The marine microbiome can accurately predict its chemical and biological environment
摘要
Microbial communities respond to physicochemical changes in the environment, making the microbiome a sensitive indicator of ecosystem status. Monitoring aquatic microbiomes is therefore essential for understanding ecosystem health and responses to change. While traditional monitoring relies on microscopy, DNA-based approaches that leverage advances in high-throughput sequencing are increasingly incorporated. Here, we evaluate the potential of using metabarcoding to predict abiotic and biotic parameters across spatiotemporal gradients of the Baltic Sea. The dataset comprises 397 seawater samples integrating prokaryotic and eukaryotic (16S and 18S rRNA gene) metabarcoding data with environmental measurements and plankton microscopy counts. Random Forest models based on metabarcoding data accurately predicted multiple physicochemical parameters and performed comparably to two other machine learning methods, XGBoost and TabPFN. Models using 16S rRNA gene data performed better than those using 18S rRNA gene data, with amplicon sequence variant-level yielding the most accurate results. Metabarcoding also exceeded plankton microscopy in predicting abiotic factors and effectively predicted the presence of phytoplankton and zooplankton genera from ≤1 L of water.
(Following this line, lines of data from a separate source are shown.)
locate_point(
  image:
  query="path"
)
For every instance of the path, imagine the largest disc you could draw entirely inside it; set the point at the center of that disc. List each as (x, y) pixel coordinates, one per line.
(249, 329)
Models trained on independent datasets accurately predicted several physicochemical parameters, though performance decreased for others highlighting challenges in transferability. Finally, metabarcoding-based predictions closely matched established eutrophication indicators of environmental status, demonstrating the utility of microbiome-based approaches for marine ecosystem monitoring and management.